Gov. Phil Bryant might have an opportunity for “a Nixon to China” moment during the just-opened 2014 session of the Mississippi Legislature.
No, this is not about the first-term Republican governor going to China. But it is about his backing of proposed changes to the state’s criminal justice system.
Some might be labeled as soft on crime for endorsing some of the recommendations of a task force created by the 2013 Legislature to look for ways to curb growth in the state’s prison budget.
But Bryant, who studied and garnered degrees in criminal justice from Hinds Community College and the University of Southern Mississippi, and who later served as a deputy sheriff in Hinds County, has built political street cred on the question of whether he is tough on crime.
Bryant, who also served as state auditor, has near unassailable credentials on criminal justice issues. Others looking for ways to curb the budget for the Department of Corrections might face tough questions and criticism.
But the governor can say he hopes the result of the task force would be “Mississippi might be the worst state in the nation to commit a serious crime, but might be the best state to get a second chance” and be praised for his forethought where others making a similar statement might be assailed.
The governor and others, including the task force members, would quickly add that the recommendations are designed to do much more than just try to curb what has become a steep rise in the budget for the Department of Corrections.
And indeed, the recommendations do propose tougher sentences in some areas, such as for major drug dealers, and do propose restricting the ability of the Department of Corrections to release inmates early. But make no mistake about it, the overall intent of the proposals is to reduce the number of people being placed behind prison bars in the state.

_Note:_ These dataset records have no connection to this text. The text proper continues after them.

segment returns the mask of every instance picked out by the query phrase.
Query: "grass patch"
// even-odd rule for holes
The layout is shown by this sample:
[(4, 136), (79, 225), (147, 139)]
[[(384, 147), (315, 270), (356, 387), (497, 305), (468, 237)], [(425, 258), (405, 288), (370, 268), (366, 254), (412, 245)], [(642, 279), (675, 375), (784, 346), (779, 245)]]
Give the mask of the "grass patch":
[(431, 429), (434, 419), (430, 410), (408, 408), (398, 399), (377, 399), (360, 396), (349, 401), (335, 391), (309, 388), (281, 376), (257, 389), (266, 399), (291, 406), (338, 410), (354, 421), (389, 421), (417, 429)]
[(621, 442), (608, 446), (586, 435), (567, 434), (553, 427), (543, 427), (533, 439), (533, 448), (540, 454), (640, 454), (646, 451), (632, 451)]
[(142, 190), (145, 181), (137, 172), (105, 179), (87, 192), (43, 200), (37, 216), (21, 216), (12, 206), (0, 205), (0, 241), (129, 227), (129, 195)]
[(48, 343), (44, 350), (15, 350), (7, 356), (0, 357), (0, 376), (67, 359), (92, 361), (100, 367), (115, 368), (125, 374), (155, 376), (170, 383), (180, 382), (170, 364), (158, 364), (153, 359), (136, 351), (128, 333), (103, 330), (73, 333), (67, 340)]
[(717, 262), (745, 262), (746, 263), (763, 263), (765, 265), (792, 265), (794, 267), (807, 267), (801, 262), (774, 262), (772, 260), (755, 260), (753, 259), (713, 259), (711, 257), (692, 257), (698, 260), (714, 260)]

To do that, Mississippi must reverse the trend of having one of the highest incarceration rates in the country at 688 people per 100,000, according to 2010 statistics. Only Louisiana has a higher rate.
To reduce that rate, the task force is recommending more of a focus of intense supervision for people on parole and probation, more use of house arrest and treatment opposed to incarceration for some drug offenders.
If some politicians proposed the same solutions, they would be vilified on talk radio and on certain blogs. Their political opponents would have a field day. Television advertising would be developed accusing the politician of being soft on crime.
But just as anti-communist Richard Nixon could open relations with China, former law enforcement officer Phil Bryant can work for alternatives other than locking up some inmates.